From the 1870s on, silverites succeeded in including free silver in Republican state platforms, and they steadily supported silver proposals in Congress. In 1889–90 the "omnibus" admission of six new western states, including North and South Dakota, increased their congressional influence, and they secured passage of the Sherman Silver Purchase Act.

After eastern Republicans joined conservative Democrats under President Grover Cleveland to repeal the Sherman Act in 1893, the silver issue quickly rose to dominate politics and contribute to the realignment of the 1890s. Led by Sen. Henry Teller of Colorado and Sen. Richard Pettigrew of South Dakota, Silver Republicans joined Democrats and Populists in agitating the issue.

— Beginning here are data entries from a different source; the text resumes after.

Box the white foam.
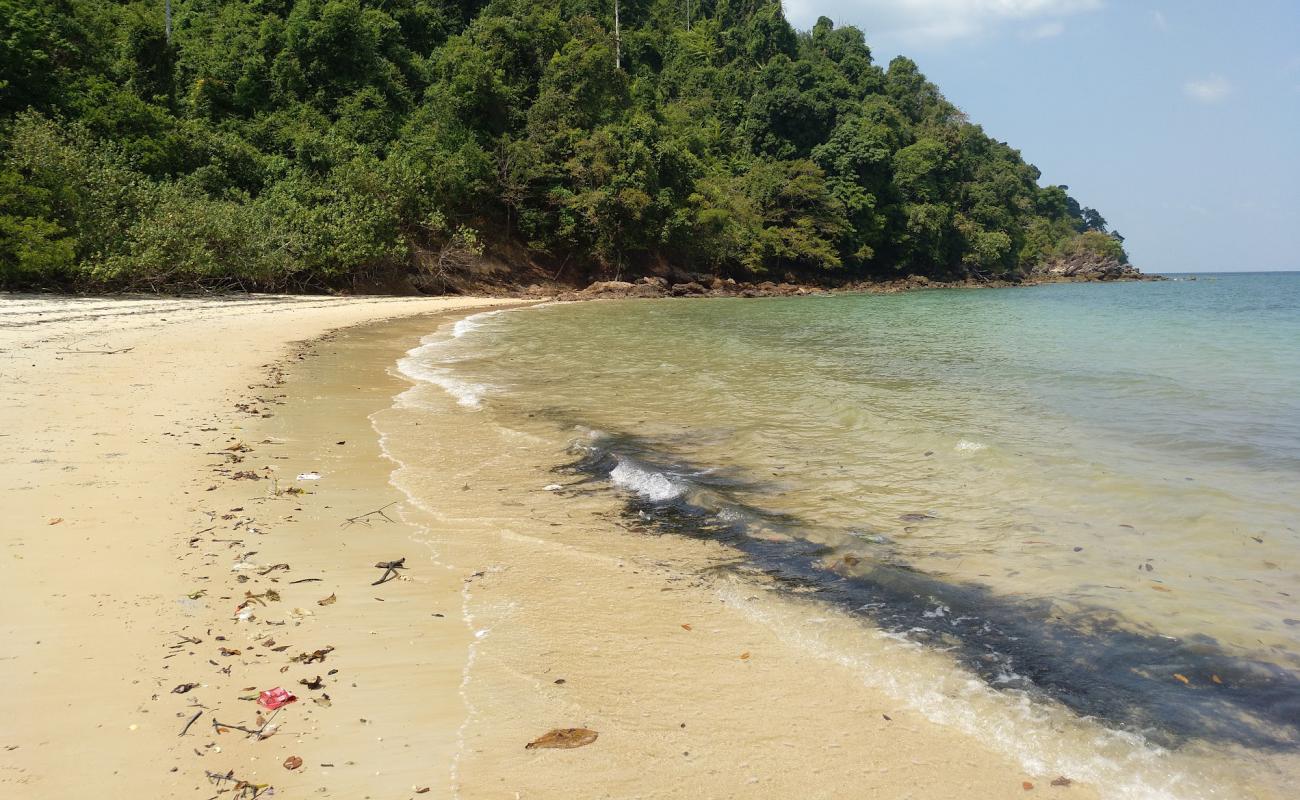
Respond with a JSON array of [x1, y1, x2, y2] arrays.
[[610, 458, 687, 502], [397, 348, 492, 409], [452, 309, 502, 338], [956, 439, 988, 452]]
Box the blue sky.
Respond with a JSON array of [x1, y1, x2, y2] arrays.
[[783, 1, 1300, 272]]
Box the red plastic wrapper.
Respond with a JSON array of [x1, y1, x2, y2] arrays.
[[257, 687, 297, 710]]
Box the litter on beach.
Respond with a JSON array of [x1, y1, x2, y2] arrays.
[[296, 472, 322, 480], [257, 688, 297, 710]]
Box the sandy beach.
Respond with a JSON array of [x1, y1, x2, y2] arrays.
[[1, 294, 1096, 799]]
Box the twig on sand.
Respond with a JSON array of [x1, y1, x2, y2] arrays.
[[55, 347, 135, 355], [371, 557, 406, 586], [179, 710, 203, 736], [342, 501, 399, 528]]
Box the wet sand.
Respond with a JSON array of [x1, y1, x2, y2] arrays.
[[1, 295, 1093, 798]]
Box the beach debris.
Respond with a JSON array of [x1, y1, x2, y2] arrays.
[[283, 755, 303, 771], [299, 676, 324, 690], [1051, 776, 1073, 787], [313, 694, 332, 707], [172, 683, 199, 694], [289, 578, 323, 584], [205, 769, 271, 798], [241, 589, 281, 606], [47, 517, 63, 525], [257, 688, 297, 710], [416, 788, 430, 794], [543, 484, 563, 491], [525, 728, 599, 750], [372, 558, 407, 585], [186, 589, 207, 599], [1022, 781, 1034, 790], [739, 651, 751, 660], [342, 501, 399, 528], [1173, 673, 1190, 685], [291, 646, 334, 664], [258, 563, 290, 576], [225, 441, 250, 452], [1150, 584, 1171, 592], [1212, 674, 1223, 684], [231, 471, 262, 481], [317, 593, 336, 606], [296, 472, 321, 481], [179, 710, 204, 737], [882, 714, 892, 721], [680, 623, 692, 631]]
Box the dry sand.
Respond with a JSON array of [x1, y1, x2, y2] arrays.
[[0, 294, 1094, 799]]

When the 1896 Republican platform adopted the gold standard, many Silver Republicans reluctantly acquiesced, but others bolted to organize the Silver Republican Party. It proposed Teller as a candidate acceptable to all silverites but endorsed the subsequent Democratic nomination of William Jennings Bryan on a silver platform. Although the Bryan campaign failed, Silver Republicans had success in state elections in Kansas, Nebraska, and South Dakota, where they fused with Democrats and Populists.

Thereafter, some Silver Republicans rejoined the main party; others continued to fuse with Populists and Democrats but with diminishing success. After Bryan's second defeat in 1900, they dissolved their organization and followed Pettigrew into the Democratic Party.

Peter H. Argersinger Southern Illinois University

Ellis, Elmer. Henry Moore Teller: Defender of the West. Caldwell ID: Caxton Printers Ltd., 1941.

Hendrickson, Kenneth E. "The Public Career of Richard F. Pettigrew of South Dakota." South Dakota Department of History, Report and Historical Collections 34 (1968): 143–311.

Wellborn, Fred. "The Influence of the Silver Republican Senators, 1889–1891." Mississippi Valley Historical Review 14 (1928): 462–80.